GoogleCloudDataproc / spark-bigquery-connector

BigQuery data source for Apache Spark: Read data from BigQuery into DataFrames, write DataFrames into BigQuery tables.
Apache License 2.0
378 stars 198 forks source link

Direct writemethod not working in Databricks for Spark 3.5 #1196

Closed jainshasha closed 8 months ago

jainshasha commented 8 months ago

Hi,

I am using Databricks with Spark 3.5 version for writing dataframe into Bigquerytable. As per the documentation for the spark-bigquery connector i am using writemethod as Direct to write the data into table and avoidingtemporaryBucket write but even after providing Direct writemethod it si asking for providing temporaryBucket name and create temporary files on GCS.

Is this some bug which is still open ?

I am using the following command finalDF.write.format("bigquery").option("writeMethod", "direct").option("temporaryGcsBucket", bucket).save(table)

davidrabinowitz commented 8 months ago

Which version of the connector are you using?

jainshasha commented 8 months ago

hi @davidrabinowitz thanks for replying.
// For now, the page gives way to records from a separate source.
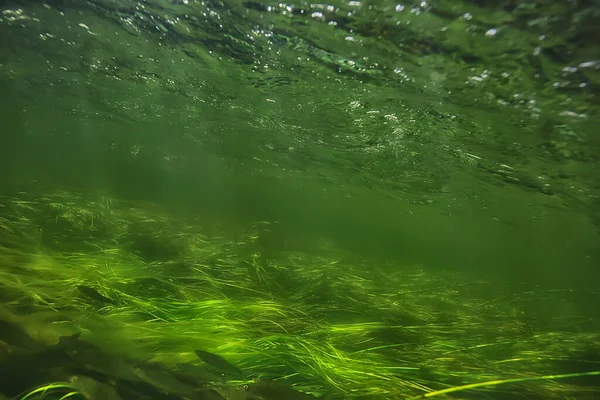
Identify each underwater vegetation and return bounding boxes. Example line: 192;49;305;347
0;190;599;399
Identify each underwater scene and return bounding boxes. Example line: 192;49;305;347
0;0;599;399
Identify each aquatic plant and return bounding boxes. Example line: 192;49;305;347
0;190;599;399
16;383;82;400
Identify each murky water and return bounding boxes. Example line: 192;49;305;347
1;1;599;399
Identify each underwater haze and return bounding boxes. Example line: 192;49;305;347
0;0;599;399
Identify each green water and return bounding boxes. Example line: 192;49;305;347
0;0;599;399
Currently using Databricks version of 14.3 and with that it has spark version of 3.5 how to check the version of spark-bigquery connector version on that, can you please help me in that.
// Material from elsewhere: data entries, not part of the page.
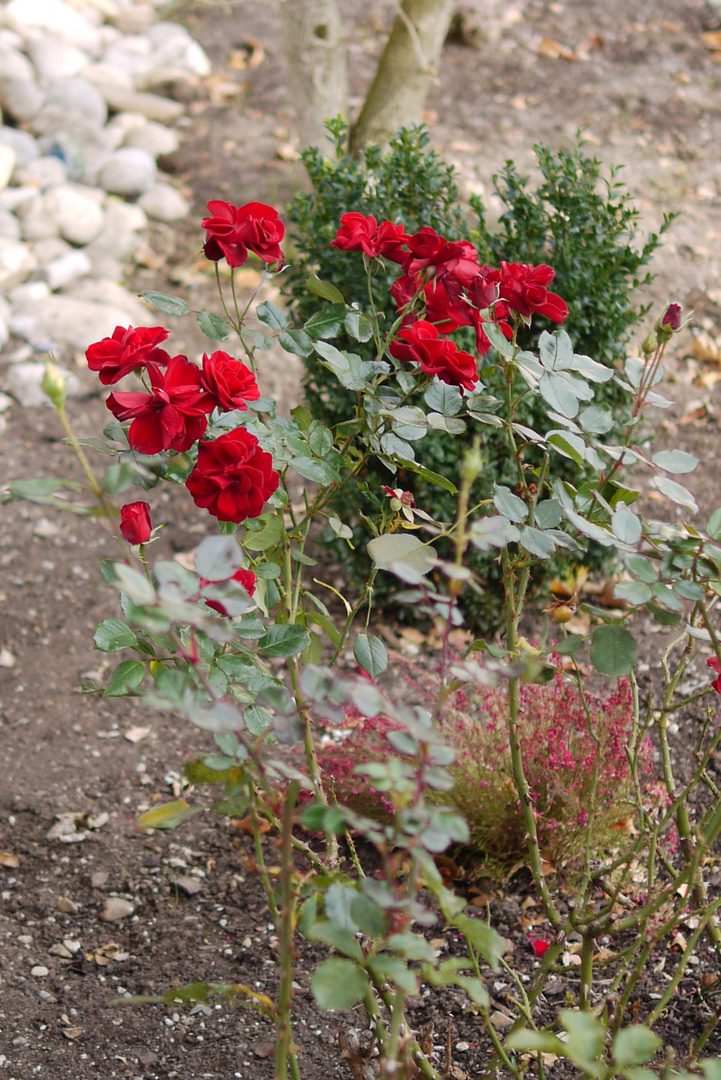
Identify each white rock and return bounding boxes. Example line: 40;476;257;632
151;34;211;78
38;123;112;186
0;237;37;289
103;35;154;78
98;146;155;196
0;126;40;165
44;183;105;245
85;250;122;280
100;86;184;122
67;278;149;322
42;249;92;290
0;78;45;122
15;155;68;190
0;391;11;412
0;313;8;350
124;121;178;158
27;37;90;80
0;42;35;81
8;281;51;307
30;965;49;977
0;295;10;321
0;209;20;241
104;200;147;234
5;0;102;52
0;186;39;212
17;194;61;242
0;145;16;191
105;111;147;150
17;294;152;351
138;182;189;222
32;236;72;263
81;61;134;95
45;77;107;127
5;361;80;407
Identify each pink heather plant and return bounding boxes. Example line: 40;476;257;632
317;664;652;877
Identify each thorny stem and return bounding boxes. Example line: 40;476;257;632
275;781;300;1080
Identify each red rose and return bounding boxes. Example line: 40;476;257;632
661;303;682;330
200;567;256;616
390;320;478;391
106;355;215;455
423;279;474;334
708;657;721;695
499;262;568;323
119;501;152;544
331;213;409;263
201;351;260;412
404;228;479;289
390;274;420;311
86;325;170;386
186;427;280;523
465;266;502;311
202;200;284;268
530;937;552;958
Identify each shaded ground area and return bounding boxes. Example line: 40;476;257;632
3;1;721;1077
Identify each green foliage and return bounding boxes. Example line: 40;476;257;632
283;126;672;625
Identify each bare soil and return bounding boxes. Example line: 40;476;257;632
3;1;721;1077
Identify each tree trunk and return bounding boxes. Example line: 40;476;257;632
350;0;455;154
279;0;349;151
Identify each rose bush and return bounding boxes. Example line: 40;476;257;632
10;189;721;1080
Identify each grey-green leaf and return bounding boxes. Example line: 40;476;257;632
311;957;368;1011
590;624;637;676
353;633;388;678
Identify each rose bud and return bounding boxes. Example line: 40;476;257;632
119;501;152;545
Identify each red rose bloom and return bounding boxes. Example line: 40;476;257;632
499;262;568;323
200;567;256;616
119;501;152;544
531;937;552;958
661;303;682;330
201;351;260;412
331;213;409;263
390;320;478;391
106;355;215;455
708;656;721;695
404;228;480;289
86;325;170;386
186;427;280;523
202;200;285;268
390;274;420;311
424;279;474;334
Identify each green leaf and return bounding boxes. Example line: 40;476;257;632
137;800;202;830
306;274;345;304
369;955;418;994
256;300;288;330
520;526;556;559
305;920;363;960
470;516;520;550
493;485;528;523
579;404;614;434
301;804;346;833
453;913;506;970
707;508;721;540
278;329;314;356
625;553;657;583
367;534;436;581
539;371;580;418
548;431;585;467
613;1027;662;1066
506;1030;565;1054
614;581;653;606
94;618;138;652
311;957;368;1011
198;310;231;341
535;499;563;529
652;449;699;475
353;634;387;678
140;291;189;317
344;309;374;342
611;502;642;545
291;456;337;484
394;459;457;495
653;475;698;514
325;883;360;931
243;513;284;552
555;634;585;655
104;660;145;697
424;381;463;416
590;624;637;676
258;624;311;658
195;534;244;580
305;303;347;340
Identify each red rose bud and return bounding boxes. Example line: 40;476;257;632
390;320;478;391
106;354;215;455
531;937;552;958
332;213;409;263
499;262;568;323
708;656;721;695
661;303;682;330
119;501;152;544
186;427;279;523
202;200;284;268
86;325;170;386
200;351;260;412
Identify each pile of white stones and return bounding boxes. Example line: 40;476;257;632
0;0;211;413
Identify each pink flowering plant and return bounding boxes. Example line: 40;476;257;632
9;195;721;1079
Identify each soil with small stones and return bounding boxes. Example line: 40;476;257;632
3;1;721;1077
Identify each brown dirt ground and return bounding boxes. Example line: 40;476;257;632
3;1;721;1077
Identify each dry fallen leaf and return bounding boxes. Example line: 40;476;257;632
62;1027;84;1040
700;31;721;51
688;331;721;363
0;851;19;868
537;37;577;60
276;142;301;162
231;816;271;836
Would really appreciate your help in this

davidrabinowitz commented 8 months ago

If you are using the built it BigQuery connector, then the Databricks release note should have this information.

jainshasha commented 8 months ago

hi @davidrabinowitz i debug into databricks i saw this jar we are using inside databricks ls -lrt /databricks/jars/----ws_3_5--third_party--bigquery-connector--spark-bigquery-connector-hive-2.3__hadoop-3.2_2.12--118181791--fatJar-assembly-0.22.2-SNAPSHOT.jar*

davidrabinowitz commented 8 months ago

If I understand correctly, the jar is of version 0.22.2 which is a very old jar. For Spark 3.5 we recommend to use the spark-3.5-bigquery connector, the latest version is 0.36.1. Direct write is certainly supported there.